Proton-Mail encrypts as much data as possible directly on your device. You can verify this yourself: When logged in in a web browser, press F12 to open the developer console. Then click on 'Network' and 'Preview' to see what data is sent to the server. This view is updated every time you open an email, a contact or a calendar entry. All texts that are rendered in non-readable form by humans are sent to the server end-to-end encrypted and Base64-encoded.

The shows the encrypted email contents. Similar to PGP, Proton-Mail encrypts the data of an email end-to-end with a hybrid encryption protocol based on AES and RSA.

Your signature is appended to new mails automatically. With Proton-Mail, your signature is stored end-to-end encrypted on our server and synchronized to all of your devices.

Distinguishably, Proton-Mail encrypts the "subject" as well as the names of the "sender" and the recipient ("toRecipients").

The only data that is not encrypted in a Proton-Mail email are the email addresses and the date of an email sent or received.

Regarding email security, there are two different cases:

  • End-to-end encrypted emails sent between Proton-Mail users or to users of other mail systems. Please find details on this in our FAQ.
  • Mails that are sent or received in unencrypted form to/from users of other mail systems.

In both cases, all emails are stored fully encrypted on our servers. We never store unencrypted emails on our servers. However, the non-encrypted emails are not protected with end-to-end encryption, but are only encrypted once they reach our servers.

Calendar

The Proton-Mail Calendar is a true zero-knowledge calendar because our servers know nothing about your encrypted events. All data that you store in the calendar is encrypted: The "description", the "endTime", the "location", the "startTime", the "summary", the "uid" (the ID of the event), the "alarmInfos" (which are the reminders that you can define to be notified about upcoming events), and the "repeatRule" (which is the rule to define in what interval and until what date the event should be repeated).

The Proton-Mail Calendar also encrypts notifications, which is a very innovative approach. The encrypted Proton-Mail alarms are stored locally on your devices to completely hide them from our servers. This means we do not know anything about your calendar events, not even when an event is taking place.
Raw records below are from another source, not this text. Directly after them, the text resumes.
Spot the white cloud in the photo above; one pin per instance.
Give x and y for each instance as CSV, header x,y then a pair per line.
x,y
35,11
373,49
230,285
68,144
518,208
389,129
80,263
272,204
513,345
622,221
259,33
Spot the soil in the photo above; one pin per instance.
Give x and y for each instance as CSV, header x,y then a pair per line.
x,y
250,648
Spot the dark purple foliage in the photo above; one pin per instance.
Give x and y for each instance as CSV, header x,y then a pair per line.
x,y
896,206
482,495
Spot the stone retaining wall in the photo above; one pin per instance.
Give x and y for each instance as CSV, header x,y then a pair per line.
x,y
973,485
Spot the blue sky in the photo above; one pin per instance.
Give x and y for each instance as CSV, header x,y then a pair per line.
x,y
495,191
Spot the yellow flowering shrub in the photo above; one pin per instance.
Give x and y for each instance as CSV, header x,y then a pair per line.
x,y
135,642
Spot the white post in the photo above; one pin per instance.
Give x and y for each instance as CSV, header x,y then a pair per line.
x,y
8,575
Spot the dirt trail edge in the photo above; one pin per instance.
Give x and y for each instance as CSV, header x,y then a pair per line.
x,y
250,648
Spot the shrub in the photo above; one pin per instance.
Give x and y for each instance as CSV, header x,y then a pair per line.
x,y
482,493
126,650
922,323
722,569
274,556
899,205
In contrast to that, current standards such as iCal do not encrypt any data. If you store your events with an online service for easy access and syncing, you can be sure that someone else is seeing all your calendar events.

In the zero-knowledge Proton-Mail Calendar all your data is always encrypted so that no one, not even we as the developers, can see your private appointments.

Contacts

Proton-Mail Contacts are encrypted entirely, just like the Proton-Mail Calendar. You can store all your contacts details in Proton-Mail knowing that no one but yourself can get access to this very personal information of your family members, your friends or your business contacts.

Proton-Mail automatically encrypts the "birthdayISO", the "comment", the "company", the "firstName", the "lastName", the "nickname", the "role", the "title", the "addresses", the "mailAdresses", the "phoneNumbers", and the "socialIDs".